Un Houellebecq qui sort crée à chaque fois un frisson dans
le monde de l’édition littéraire, et même au-delà. On épluche le texte ou on ne le lit pas, mais
chacun a son avis tranché, plutôt sur l’auteur lui-même que sur son dernier roman.
Disons-le de suite, l’équipe de Ouais ? n’a pas lu
l’intégrale de Houellebecq et n’est donc pas spécialiste de son œuvre. On avait
seulement lu La carte et le territoire, Prix Goncourt 2010. Et c’est un
sacré bon roman, interrogeant les relations père-fils, le monde de l’art, avec
cette façon de nommer précisément les choses, en utilisant des références à des
marques précises, plutôt que de tourner autour du pot pendant trois
paragraphes.
Sérotonine, paru après le sulfureux Soumission (on ne l’a pas lu donc on ne vous en parlera pas), décrit la longue descente
aux enfers de Florent-Claude Labrouste.
Florent-Claude
Labrouste a la quarantaine, il est ingénieur agronome (comme Houellebecq), il
fume comme un pompier (comme Houellebecq), et tous les matins, il prend une
capsule de Captorix 15mg, un anti-dépresseur nouvelle génération.
Florent-Claude
Labrouste, désormais réduit à l’impuissance sexuelle par son traitement, se
souvient de ses conquêtes féminines, décrits dans des passages pornographiques
par l’auteur. Des passages revenant fréquemment et qui ne manqueront pas
de donner du grain à moudre aux détracteurs de Houellebecq. Petit à
petit, s’effondrant devant l’échec patent de sa vie, Labrouste quitte son
travail, s’isole en Normandie, loge dans les rares hôtels encore fumeurs. La
solitude, la dépression puis la folie vont le conduire à s’enfermer dans un
studio Porte de Clichy à Paris. À ce moment, Florent-Claude Labrouste est
foutu.
Sérotonine est aussi,
et surtout, un roman social, bien ancré dans son époque.
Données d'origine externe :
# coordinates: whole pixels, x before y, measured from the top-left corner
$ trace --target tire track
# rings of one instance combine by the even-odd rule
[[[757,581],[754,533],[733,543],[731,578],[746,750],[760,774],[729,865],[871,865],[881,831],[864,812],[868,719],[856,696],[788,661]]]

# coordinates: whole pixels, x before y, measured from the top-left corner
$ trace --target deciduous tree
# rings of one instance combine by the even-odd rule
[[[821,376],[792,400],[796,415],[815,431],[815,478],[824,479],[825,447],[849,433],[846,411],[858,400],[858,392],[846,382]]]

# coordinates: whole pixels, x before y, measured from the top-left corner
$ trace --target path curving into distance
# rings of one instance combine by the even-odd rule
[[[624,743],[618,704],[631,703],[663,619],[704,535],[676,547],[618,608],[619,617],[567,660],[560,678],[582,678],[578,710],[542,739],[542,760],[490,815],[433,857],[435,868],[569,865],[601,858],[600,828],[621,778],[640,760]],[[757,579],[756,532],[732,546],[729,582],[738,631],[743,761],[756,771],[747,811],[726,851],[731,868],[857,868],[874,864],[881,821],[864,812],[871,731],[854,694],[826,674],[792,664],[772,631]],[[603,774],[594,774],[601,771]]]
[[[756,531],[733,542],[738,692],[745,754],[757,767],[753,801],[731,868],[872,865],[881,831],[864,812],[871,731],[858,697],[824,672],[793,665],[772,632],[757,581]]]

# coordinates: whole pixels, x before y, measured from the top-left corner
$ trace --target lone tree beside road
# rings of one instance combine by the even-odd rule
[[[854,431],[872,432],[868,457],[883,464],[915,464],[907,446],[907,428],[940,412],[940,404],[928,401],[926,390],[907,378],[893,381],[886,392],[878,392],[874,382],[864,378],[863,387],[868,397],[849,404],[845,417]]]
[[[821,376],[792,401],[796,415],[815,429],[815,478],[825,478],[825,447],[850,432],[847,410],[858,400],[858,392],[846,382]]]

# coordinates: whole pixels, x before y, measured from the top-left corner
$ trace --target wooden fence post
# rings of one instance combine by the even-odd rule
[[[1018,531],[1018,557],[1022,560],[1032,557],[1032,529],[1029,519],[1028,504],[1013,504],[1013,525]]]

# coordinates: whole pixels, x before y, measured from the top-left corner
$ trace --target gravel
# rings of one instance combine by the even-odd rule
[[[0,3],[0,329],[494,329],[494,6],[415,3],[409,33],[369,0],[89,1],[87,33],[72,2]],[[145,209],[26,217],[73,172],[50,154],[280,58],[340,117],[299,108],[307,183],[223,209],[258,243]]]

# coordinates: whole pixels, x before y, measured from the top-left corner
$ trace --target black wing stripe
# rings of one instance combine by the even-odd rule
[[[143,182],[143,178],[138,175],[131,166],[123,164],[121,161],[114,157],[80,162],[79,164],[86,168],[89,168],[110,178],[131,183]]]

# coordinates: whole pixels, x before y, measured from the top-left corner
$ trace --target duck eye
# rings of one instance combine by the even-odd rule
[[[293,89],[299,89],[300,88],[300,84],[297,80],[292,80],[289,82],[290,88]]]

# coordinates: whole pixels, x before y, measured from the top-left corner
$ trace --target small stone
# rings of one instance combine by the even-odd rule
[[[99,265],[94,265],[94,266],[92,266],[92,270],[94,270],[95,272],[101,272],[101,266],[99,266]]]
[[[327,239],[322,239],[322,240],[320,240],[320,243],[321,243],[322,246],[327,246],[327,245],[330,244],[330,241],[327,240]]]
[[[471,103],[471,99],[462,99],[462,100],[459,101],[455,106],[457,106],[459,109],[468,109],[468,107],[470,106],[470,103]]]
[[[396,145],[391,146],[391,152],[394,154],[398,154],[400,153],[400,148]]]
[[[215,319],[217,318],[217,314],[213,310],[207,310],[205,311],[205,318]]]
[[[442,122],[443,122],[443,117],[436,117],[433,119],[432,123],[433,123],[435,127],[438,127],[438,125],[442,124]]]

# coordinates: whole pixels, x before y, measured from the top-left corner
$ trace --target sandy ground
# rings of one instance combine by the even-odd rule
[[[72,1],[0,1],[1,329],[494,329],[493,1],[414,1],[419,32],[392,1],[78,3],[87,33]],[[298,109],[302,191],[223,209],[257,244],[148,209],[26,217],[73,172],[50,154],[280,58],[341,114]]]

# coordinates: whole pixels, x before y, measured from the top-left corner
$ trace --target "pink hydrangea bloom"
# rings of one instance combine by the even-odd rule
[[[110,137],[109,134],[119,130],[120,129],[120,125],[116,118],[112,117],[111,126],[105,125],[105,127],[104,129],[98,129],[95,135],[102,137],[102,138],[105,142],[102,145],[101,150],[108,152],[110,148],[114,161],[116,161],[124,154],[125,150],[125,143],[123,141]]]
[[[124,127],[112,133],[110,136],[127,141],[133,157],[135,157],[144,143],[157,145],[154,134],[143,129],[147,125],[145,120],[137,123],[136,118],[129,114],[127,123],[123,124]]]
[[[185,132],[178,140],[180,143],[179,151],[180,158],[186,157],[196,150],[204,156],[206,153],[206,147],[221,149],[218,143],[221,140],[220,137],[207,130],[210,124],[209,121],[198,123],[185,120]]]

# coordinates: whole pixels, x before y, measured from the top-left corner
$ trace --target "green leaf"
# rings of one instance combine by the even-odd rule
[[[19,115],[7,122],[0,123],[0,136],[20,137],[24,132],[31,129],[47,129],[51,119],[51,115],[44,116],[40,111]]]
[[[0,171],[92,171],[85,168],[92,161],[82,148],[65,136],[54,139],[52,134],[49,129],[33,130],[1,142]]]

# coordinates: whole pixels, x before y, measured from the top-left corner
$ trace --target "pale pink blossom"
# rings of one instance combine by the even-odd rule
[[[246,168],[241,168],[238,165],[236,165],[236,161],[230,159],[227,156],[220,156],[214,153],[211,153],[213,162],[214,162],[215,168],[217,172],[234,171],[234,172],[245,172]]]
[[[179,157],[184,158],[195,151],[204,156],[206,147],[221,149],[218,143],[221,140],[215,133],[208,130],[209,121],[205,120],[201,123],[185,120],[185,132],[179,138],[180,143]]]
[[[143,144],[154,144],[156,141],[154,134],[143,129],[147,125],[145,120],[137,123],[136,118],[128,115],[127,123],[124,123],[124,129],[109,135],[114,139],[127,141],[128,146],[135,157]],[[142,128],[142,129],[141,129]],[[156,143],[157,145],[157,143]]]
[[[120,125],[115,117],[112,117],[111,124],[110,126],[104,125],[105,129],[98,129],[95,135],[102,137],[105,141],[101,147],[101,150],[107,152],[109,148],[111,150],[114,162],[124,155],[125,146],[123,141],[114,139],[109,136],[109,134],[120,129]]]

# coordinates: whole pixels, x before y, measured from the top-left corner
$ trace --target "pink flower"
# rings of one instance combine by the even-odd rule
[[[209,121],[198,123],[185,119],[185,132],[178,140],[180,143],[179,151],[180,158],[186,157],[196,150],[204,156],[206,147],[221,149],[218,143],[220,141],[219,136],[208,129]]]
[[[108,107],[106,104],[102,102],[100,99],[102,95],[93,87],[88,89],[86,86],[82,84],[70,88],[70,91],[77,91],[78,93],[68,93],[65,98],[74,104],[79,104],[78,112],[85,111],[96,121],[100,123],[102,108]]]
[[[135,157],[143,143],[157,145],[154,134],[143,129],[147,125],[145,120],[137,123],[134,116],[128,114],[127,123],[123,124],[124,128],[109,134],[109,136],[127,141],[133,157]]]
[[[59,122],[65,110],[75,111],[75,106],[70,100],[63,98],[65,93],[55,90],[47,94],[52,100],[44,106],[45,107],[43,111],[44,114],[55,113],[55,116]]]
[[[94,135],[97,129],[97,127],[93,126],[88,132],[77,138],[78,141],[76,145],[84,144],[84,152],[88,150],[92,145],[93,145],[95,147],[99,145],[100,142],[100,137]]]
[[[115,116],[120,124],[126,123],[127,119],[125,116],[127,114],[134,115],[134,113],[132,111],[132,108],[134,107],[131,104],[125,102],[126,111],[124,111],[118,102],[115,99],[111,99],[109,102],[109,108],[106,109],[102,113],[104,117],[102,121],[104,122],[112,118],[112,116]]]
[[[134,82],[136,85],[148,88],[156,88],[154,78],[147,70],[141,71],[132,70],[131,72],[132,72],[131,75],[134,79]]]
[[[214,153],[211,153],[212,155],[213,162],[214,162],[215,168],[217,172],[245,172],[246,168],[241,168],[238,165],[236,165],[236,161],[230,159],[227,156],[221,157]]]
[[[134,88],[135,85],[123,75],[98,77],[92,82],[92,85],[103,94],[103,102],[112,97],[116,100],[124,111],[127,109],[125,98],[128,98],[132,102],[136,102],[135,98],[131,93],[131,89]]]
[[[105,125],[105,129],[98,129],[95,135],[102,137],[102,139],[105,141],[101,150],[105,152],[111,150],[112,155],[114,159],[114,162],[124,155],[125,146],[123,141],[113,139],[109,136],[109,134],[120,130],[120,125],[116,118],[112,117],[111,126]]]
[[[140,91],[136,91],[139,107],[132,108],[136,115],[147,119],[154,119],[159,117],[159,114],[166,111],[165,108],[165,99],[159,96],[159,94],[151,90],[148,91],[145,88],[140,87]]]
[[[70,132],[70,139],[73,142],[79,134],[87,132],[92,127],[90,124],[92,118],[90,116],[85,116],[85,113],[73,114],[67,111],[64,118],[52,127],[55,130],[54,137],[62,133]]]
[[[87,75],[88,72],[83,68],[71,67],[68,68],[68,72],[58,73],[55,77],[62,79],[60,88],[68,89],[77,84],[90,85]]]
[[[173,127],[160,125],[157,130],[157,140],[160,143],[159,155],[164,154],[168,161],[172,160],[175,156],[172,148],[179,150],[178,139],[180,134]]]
La crise des
agriculteurs qui ne peuvent pas vivre de leurs revenus, une Europe étouffée par
les bureaucrates, la solitude et l’individualisme, Houellebecq voit plutôt
juste avec le regard noir et caustique qu’on lui connaît, et les récents
événements ne sauraient lui donner tort.
On pourra arguer ici et
là que Houellebecq est un misogyne ainsi qu'un foutu réac’. Ouais ? n’a
pas eu cette impression. Sérotonine est un bon roman, qui gratte un peu
là où ça démange, où l’on est partagé entre vouer l’auteur aux gémonies et le porter aux nues deux lignes plus tard, parce qu’il agace mais balaie tout ça
d’un trait d’humour noir brillant.
Sérotonine n’est pas le livre de l’année, certes, mais un
livre qui va compter et dont on reparlera.
Sérotonine / Michel Houellebecq. - Flammarion. 2018. 352 p.